You mean to tell me people are still listening to this show. Rick and Brad are about as funny as entertaining as watching paint dry.

----------


## drum4no1

Ive never understood the Rick and Brad appeal.  They have done the same tired bits and jokes for the past 14 years.  You cant tell a difference between a current show and one from 1995.

Dont understand how its lasted....

----------


## oneforone

> Ive never understood the Rick and Brad appeal. They have done the same tired bits and jokes for the past 14 years. You cant tell a difference between a current show and one from 1995.
> 
> Dont understand how its lasted....


Probably for the same reason Jack & Ron and Dave & Dan lasted so long. People are creatures of habit their clock radios and car radios are stuck on those stations.

----------


## drum4no1

Thats very true. Ive spent quite a few years in broadcasting in OKC. Quite a few of them in radio and I cant get over how stale, boring  and unimaginative OKC radio is...

----------


## okiecardsfan

The Katt was so much better when Bladerunner was there, but i've since moved on to Sirius, and havent looked back on okc radio.

----------


## Vines_&_Cattle

Copeland's show on 930 was refreshing.  Quasi libertarian talk about a wide range of subjects, it really stood out against the stale conservatalk on that station as well as the entire genre.

----------


## bluepickle

> Copeland's show on 930 was refreshing.  Quasi libertarian talk about a wide range of subjects, it really stood out against the stale conservatalk on that station as well as the entire genre.


Anyone see the irony in someone with a Che avatar finding libertarian talk "refreshing"?

----------


## AMazzing17

It sounds as if Rick is doing the show from his "home studio" while Brad and Craig and Lump (Jay Lynch) provide our morning dose of humor (or lack there of in some cases). Some parts are obviously taped in advance. Rick is probably doing another "project"

----------


## Vines_&_Cattle

You mean a Che avatar wearing a Gundy visor?  Yeah, I'm a big fan of murderous collectivist thugs.

Not big on satire are ya?

When my Che avatars are not wearing visors, they're wearing mouse ears.

----------


## LordGerald

> Copeland's show on 930 was refreshing.  Quasi libertarian talk about a wide range of subjects, it really stood out against the stale conservatalk on that station as well as the entire genre.

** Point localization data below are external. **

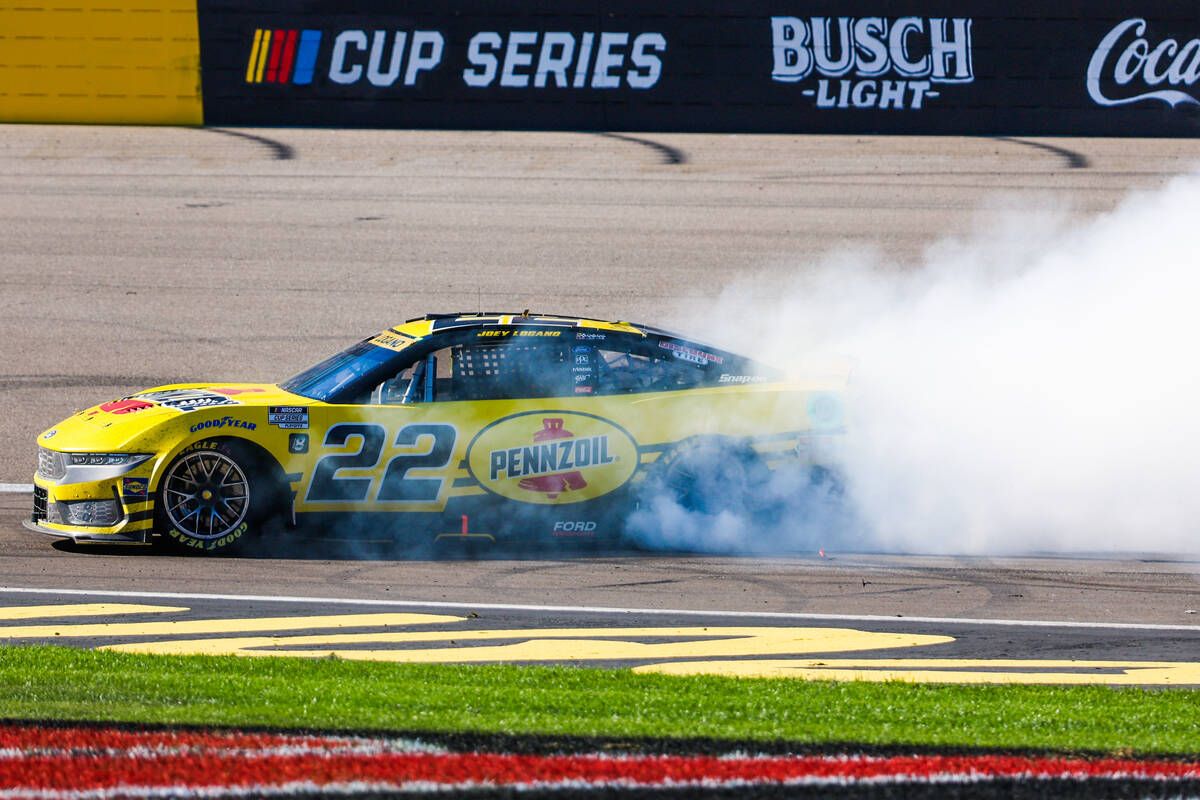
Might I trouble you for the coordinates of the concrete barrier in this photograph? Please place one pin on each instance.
(121, 61)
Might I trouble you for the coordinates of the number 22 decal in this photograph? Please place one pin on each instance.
(396, 485)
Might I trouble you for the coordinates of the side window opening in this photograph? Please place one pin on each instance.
(510, 370)
(633, 372)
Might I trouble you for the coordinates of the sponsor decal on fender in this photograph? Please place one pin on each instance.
(184, 400)
(1133, 67)
(223, 422)
(873, 61)
(552, 457)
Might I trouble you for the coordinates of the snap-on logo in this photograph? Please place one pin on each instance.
(552, 457)
(1128, 67)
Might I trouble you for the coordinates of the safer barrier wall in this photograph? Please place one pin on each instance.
(918, 66)
(1107, 67)
(133, 61)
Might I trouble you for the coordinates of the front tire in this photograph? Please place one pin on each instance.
(211, 497)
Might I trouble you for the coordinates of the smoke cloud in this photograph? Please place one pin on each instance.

I really miss "The Truth with Jim Trabore."  Tuesdays were especially good when Julie would come on and Jim and Julie would talk about tips on how to raise a conservative family with good values and ethics.  That was, like Dean would say, "good, good, good radio."

----------


## SoonerDave

I wondered why Lump left the Morning Animals, and always suspected it was a hasty move. They had just taped some commercials for some new advertisers, and they hadn't been running very long when I noticed the same spots had been redone, and Lump replaced with Curtis Fitzpatrick....I've wondered if the Animal wasn't slightly changing direction in general, because while they're still fairly caller-centric, they don't seem to take as many calls as they used to, and Steely on the morning show has really seemed to taper off with what they used to call the "tawdry" comedy bits, which I always thought were Lump's influence...

----------


## Vines_&_Cattle

While we're on the subject, anyone know why Robert Allen stopped doing the OSU updates with the Morning Animals.  I always thought they had some good banter during his segments, and Robert would go off on a tangent and not just talk sports.

----------


## SoonerDave

> While we're on the subject, anyone know why Robert Allen stopped doing the OSU updates with the Morning Animals.  I always thought they had some good banter during his segments, and Robert would go off on a tangent and not just talk sports.

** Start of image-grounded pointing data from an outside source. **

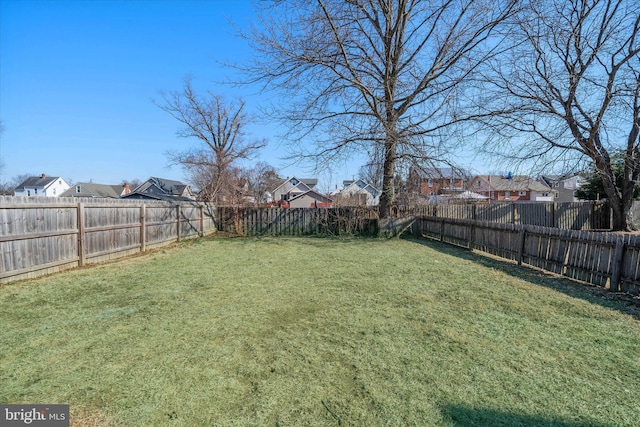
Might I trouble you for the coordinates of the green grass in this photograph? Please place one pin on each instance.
(295, 331)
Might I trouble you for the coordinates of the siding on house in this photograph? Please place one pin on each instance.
(41, 186)
(511, 188)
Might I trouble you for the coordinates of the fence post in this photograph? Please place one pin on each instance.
(616, 267)
(81, 236)
(178, 220)
(143, 227)
(201, 221)
(472, 235)
(523, 236)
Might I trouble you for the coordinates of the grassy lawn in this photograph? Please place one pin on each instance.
(295, 331)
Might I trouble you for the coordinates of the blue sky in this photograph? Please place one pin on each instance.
(78, 79)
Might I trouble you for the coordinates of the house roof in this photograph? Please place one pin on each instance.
(308, 182)
(313, 194)
(38, 181)
(161, 189)
(164, 186)
(437, 173)
(89, 189)
(362, 185)
(515, 183)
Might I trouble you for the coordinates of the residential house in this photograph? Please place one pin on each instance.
(564, 186)
(356, 193)
(310, 199)
(41, 186)
(294, 192)
(511, 188)
(289, 188)
(162, 189)
(91, 190)
(436, 181)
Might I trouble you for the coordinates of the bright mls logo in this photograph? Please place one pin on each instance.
(34, 415)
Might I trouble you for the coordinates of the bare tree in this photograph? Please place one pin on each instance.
(358, 73)
(569, 91)
(220, 127)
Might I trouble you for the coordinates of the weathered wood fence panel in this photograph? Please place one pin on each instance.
(44, 235)
(603, 259)
(298, 221)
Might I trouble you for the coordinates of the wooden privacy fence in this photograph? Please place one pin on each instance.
(298, 221)
(609, 260)
(251, 221)
(44, 235)
(567, 216)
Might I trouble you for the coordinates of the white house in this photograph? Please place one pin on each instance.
(292, 187)
(41, 186)
(357, 193)
(564, 186)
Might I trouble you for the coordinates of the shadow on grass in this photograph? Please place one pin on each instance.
(467, 416)
(622, 302)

About the only thing I was able to surmise was that it happened very near the time Allen is said to have gone off on some sort of anti-OU tirade on his local station. Now, that wasn't the first time Allen had gone off on OU, but apparently it was sufficiently "over the top" that the Animal felt he was no longer a credible on-air source. As I said, I don't know that for a fact, so take it for what it's worth.

----------


## mireaux

if rick walker is gone..will it now just be called "The Brad show"?

----------


## Fastfwd

I thought I might find a thread here…… I listen to Rick and Brad in the morning on my drive in to  work and it seems like one of them is ALWAYS on vacation.  Both of them are hardly ever on the show at the same time.  Anybody know what’s up with this?  How much ‘vacation time’ do they get?

----------


## slumdogokc

As a matter of fact, Amazzing17 was indeed correct. Rick Walker no longer resides in OKC but in Scottsdale, Arizona. If you'll notice Rick doesn't even chime in on the morning show until the latter part. This might be because of the two hour time difference. It doesn't seem very fair to the faithful and longtime listeners of the KATT to let us go on thinking that Rick and Brad are still the duo in the studio. Alas, mystery solved...unfortunately I am no longer a Rick and Brad Fan, and have sinced moved on to my Sirius as well.

----------


## rkjg24

Very interesting.  I wonder what happened.

----------


## mheaton76

From what I understand, there are actually very few radio personalities are locally based or do shows the day they air. Many will do segments several days in advance for a multi-state region, then email the MP3 files to the a producer who plugs them in where they need to go in advance. Thus, when you here a radio segment late at night, or in the morning - it's been prerecorded usually and the personality isn't even likely in the state. For instance, a hypothetical rick & brad  could be doing a show for the OKC morning drive the same time they are doing one for Cleveland, but both were recorded a few days earlier, and small adjustments are made to the individual MP3 depending on the market. 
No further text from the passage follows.